Nope, but you'll have to be very carefull to make
sure it's the correct one, otherwise blah blah blah :lol: 


MHS....Rob


----------



## DABurleigh (May 9, 2005)

> Try this:-
> http://www.thelightbulb.co.uk


See. My pal and I were right. They ARE lamps.

Dave


----------



## peejay (May 10, 2005)

:lol: :lol: :lol: 

I'm thinking of running my mains powered xmas lights through an invertor via a solar powered victron doobreywhatsit, any comments on this set up?

pete.

merry xmas to you all (!)


----------



## Motorhomersimpson (May 9, 2005)

> Author Message
> DABurleigh Posted: Tue Dec 14, 2004 11:31 pm Post subject:
> 
> Quote:
> ...


 :lol: :lol: :lol:


----------



## Motorhomersimpson (May 9, 2005)

> peejay Posted: Tue Dec 14, 2004 11:34 pm Post subject:
> 
> --------------------------------------------------------------------------------
> I'm thinking of running my mains powered xmas lights through an invertor via a solar powered victron doobreywhatsit, any comments on this set up?
> ...


No you don't want to do that.

What with all the Global warming your solar panel will put out too much power, causing a cascade effect on your inverterwhatsit, leading to the imminent explosion of the lights.

MHS….Rob


----------



## spykal (May 9, 2005)

peejay said:


> :lol: :lol: :lol:
> 
> I'm thinking of running my mains powered xmas lights through an invertor via a solar powered victron doobreywhatsit, any comments on this set up?


I seriously doubt if this will work efficiently.

You should be using one of the new economy 7 batteries which will store all the nighttime energy from the solar panel and allow you to use it during the day. If you fit some of the recently developed Lunar Panels the whole system will become even more efficient.

If you cannot see the sense in this proposal I will spit out my


----------



## 93795 (May 1, 2005)

That has got to be just about the funniest post that I have read on MHF.
:lol: :lol: :lol: :lol:
Phil.


----------



## bigfoot (May 16, 2005)

I thought it was all of those people plus one.
One to hold the bulb the rest to turn the room round!


----------



## phylymann (May 9, 2005)

Hey, would the last person on this thread please
turn the blessed light bulb OUT  

:santa: :santa: :santa:


----------



## 93795 (May 1, 2005)

Phylymann you just volunteered :twisted:


----------



## phylymann (May 9, 2005)

*Re: How many forum members does it take to change a light bu*

Ooops! the damn thing has blown again 



MotorHomerSimpson said:


> How many forum members does it take to change a light bulb?
> 
> 1 to post that the light bulb needs changing.
> 
> ...


----------



## Motorhomersimpson (May 9, 2005)

No it hasn't. Not sure it's the correct one though :lol:










MHS....Rob


----------



## spykal (May 9, 2005)

all these animated gifs are making me frustrated.........


----------



## Anonymous (Nov 10, 2000)

If it is only one light bulb, I can recommend taking it to the Oxford Carvan Centre.

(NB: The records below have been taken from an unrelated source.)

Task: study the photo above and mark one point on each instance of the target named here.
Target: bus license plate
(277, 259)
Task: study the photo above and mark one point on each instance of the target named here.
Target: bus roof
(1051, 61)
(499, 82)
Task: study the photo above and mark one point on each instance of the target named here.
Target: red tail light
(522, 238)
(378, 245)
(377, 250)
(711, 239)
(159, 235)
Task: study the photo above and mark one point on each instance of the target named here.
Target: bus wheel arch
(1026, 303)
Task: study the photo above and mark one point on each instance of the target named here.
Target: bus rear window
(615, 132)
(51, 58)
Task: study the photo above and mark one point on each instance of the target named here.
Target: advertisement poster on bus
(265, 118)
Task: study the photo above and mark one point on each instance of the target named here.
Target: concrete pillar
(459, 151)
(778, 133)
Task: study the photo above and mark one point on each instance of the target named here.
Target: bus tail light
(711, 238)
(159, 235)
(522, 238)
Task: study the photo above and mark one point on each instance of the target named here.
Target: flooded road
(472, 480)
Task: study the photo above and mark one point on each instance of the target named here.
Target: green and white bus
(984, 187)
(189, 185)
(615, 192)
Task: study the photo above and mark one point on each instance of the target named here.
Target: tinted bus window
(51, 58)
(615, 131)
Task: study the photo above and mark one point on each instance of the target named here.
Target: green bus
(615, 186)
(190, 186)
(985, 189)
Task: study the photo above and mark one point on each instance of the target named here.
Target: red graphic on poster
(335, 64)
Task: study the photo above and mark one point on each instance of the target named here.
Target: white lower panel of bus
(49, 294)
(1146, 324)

I put the m\home in to replace a broken car radio aerial, interior roof light, sort out the gas heater and a couple of minor things.
After one week I collected it and found they could only manage the light bulb. They said they couldn't find the car aerial which was on the passenger wing, and the electrics and gas were Italian and they could not involve themselves in inferior workmanship due to the high standards of safety there company demands.

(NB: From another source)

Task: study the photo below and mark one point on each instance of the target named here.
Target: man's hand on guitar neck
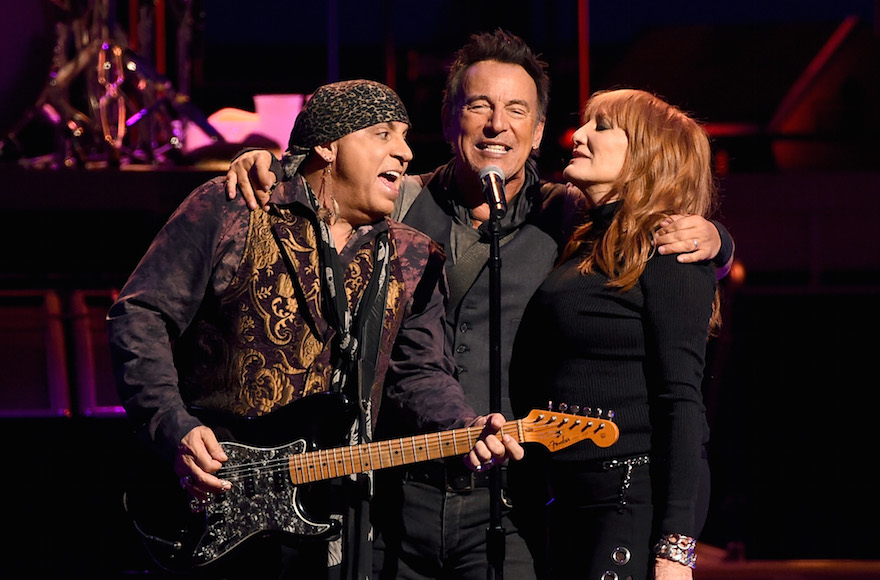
(199, 455)
(489, 450)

The light bulb lasted a week at a total cost of £44 labour plus the light bulb.


----------



## Motorhomersimpson (May 9, 2005)

> spykal
> FullTimer
> 
> Joined: Jul 12, 2004
> ...


Bah!!! Humbug.... :lol: :lol: :lol:

MHS....Rob


----------



## spykal (May 9, 2005)

MotorHomerSimpson said:


> Bah!!! Humbug.... :lol: :lol: :lol:


No Comment


----------



## Motorhomersimpson (May 9, 2005)

Spykal,

Very clever, love it. :lol: 

MHS....Rob


----------